At UC Santa Barbara, Jewish campus organizations — including Hillel, Chabad, SSI (Students Supporting Israel), Mishelanu and others — worked for weeks to organize anniversary commemorations of Oct. 7.
Speeches were written to honor specific stories of those who had died, songs were rehearsed and poems were recited.
However, this beautiful display was continuously interrupted.
During the most recent anniversary, Students in Justice for Palestine and Hamas-sympathizing individuals deliberately held a “martyrs vigil” at the same time and nearly the same location.
This was not a coincidence. It was disruption by design. Jewish students were forced to hear chants and megaphone shouts while mourning their murdered loved ones.
These groups continue to perpetuate a pattern of disrespect and antisemitism that has persisted since the massacre.
The signs told the rest of the story. Slogans such as “From the river to the sea” and “Globalize the Intifada” — calls for the eradication of the Jewish people, presented as the defense of Palestinian human rights — were held aloft and framed as human-rights advocacy.

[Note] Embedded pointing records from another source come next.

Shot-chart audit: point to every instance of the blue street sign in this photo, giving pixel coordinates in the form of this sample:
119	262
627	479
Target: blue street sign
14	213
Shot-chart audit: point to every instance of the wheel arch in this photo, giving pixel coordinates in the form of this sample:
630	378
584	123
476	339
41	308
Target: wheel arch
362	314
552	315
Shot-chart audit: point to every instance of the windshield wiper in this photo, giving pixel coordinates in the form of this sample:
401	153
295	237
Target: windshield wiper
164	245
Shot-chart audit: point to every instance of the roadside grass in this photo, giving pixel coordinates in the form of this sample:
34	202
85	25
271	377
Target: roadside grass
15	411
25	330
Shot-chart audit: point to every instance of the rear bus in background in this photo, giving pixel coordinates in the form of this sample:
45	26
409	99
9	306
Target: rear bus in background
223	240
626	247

Celebrating those who carried out a massacre — especially on its anniversary — is not a political critique. It is antisemitism.
Holocaust inversion and imagery comparing Israelis to Nazis further erased Jewish suffering and recast terrorists as victims.
In some instances, there was no antisemitic intent, but celebrating those who carried out a massacre — especially on its anniversary — is not a political critique. It is antisemitism.
Impact matters more than intent, and Jewish students felt that impact deeply.
Jewish students do not deserve to hear the names of their family murders while reciting speeches about those we’ve lost. They do not deserve to see signs calling for their community’s death.
They deserve the same safety and respect afforded to every other group on campus.
SJP can choose to hold its events elsewhere, at another time, without weaponizing Jewish grief. All the Jewish community asks is the ability to remember its lost ones in peace.
That should not be controversial. It should be a given.